En l'espèce, il est sans conteste que la cour de céans est saisie d'un litige portant sur l'indemnisation des préjudices subis par Monsieur [O] [Z] du fait de la reconnaissance, par la même cour aux termes d'un arrêt du 24 février 2021 infirmant la décision du premier juge, de la faute inexcusable de l'[4] dans la survenance de l'accident du travail dont a été victime l'intéressé le 7 décembre 2009.
La décision de reconnaissance d'une telle faute inexcusable n'a toutefois pas acquis de caractère définitif en l'état du pourvoi formé à son encontre par l'[4].

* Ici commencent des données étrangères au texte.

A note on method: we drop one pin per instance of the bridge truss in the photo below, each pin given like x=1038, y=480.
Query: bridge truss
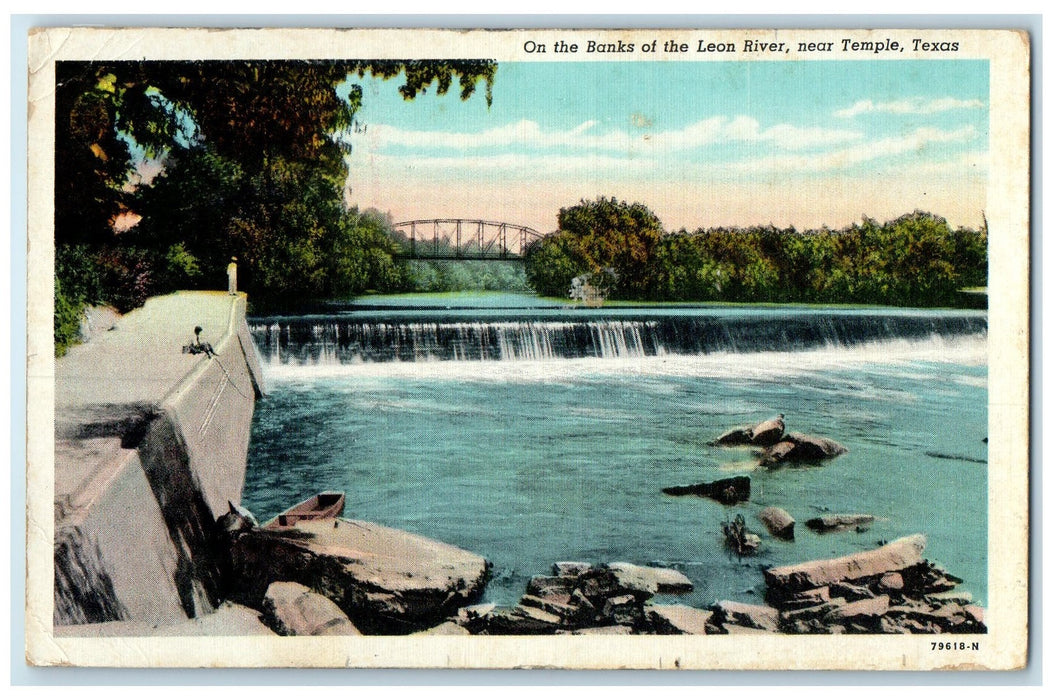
x=464, y=239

Or, il est constant que l'indemnisation des préjudices du salarié est conditionnée à la reconnaissance préalable de la faute inexcusable de l'employeur.
Dès lors, il en va d'une bonne administration de la justice que de prononcer un sursis à statuer dans la présente affaire, dans l'attente de la décision de la Cour de cassation amenée à statuer sur l'existence ou non de la faute inexcusable de l'[4] dans la survenance de l'accident du travail dont a été victime Monsieur [O] [Z] le 7 décembre 2009.
Les demandes des parties sont en conséquences réservées, en ce compris les dépens ainsi que les demandes formées au titre de l'article 700 du code de procédure civile.
PAR CES MOTIFS
La cour, statuant publiquement, par arrêt contradictoire et rendu en dernier ressort ;
Vu l'arrêt rendu le 24 février 2021 par la 3ème chambre sociale de la cour d'appel de Montpellier ;
Vu le pourvoi formé par l'[4] ('l'[4]') le 26 avril 2021 à l'encontre de la décision susvisée (pourvoi n°21-15.689) ;
Vu les articles 378 et suivants du code de procédure civile ;
Sursoit à statuer dans l'attente de la décision de la Cour de cassation saisie d'un pourvoi formée par l'[4] ('l'[4]') le 26 avril 2021 à l'encontre de l'arrêt de la 3ème chambre sociale de la cour d'appel de Montpellier du 24 février 2021, dans le litige l'opposant à Monsieur [O] [Z] ainsi qu'à la caisse d'assurance maladie de [Localité 5] ;
Réserve les demandes des parties, en ce comprises celles formées sur le fondement de l'article 700 du code de procédure civile ;
Réserve les dépens ;
Ainsi jugé et prononcé par mise à disposition de l'arrêt au greffe de la juridiction le 16 novembre 2022, les parties en ayant été préalablement avisées dans les conditions prévues au deuxième alinéa de l'article 450 du code de procédure civile.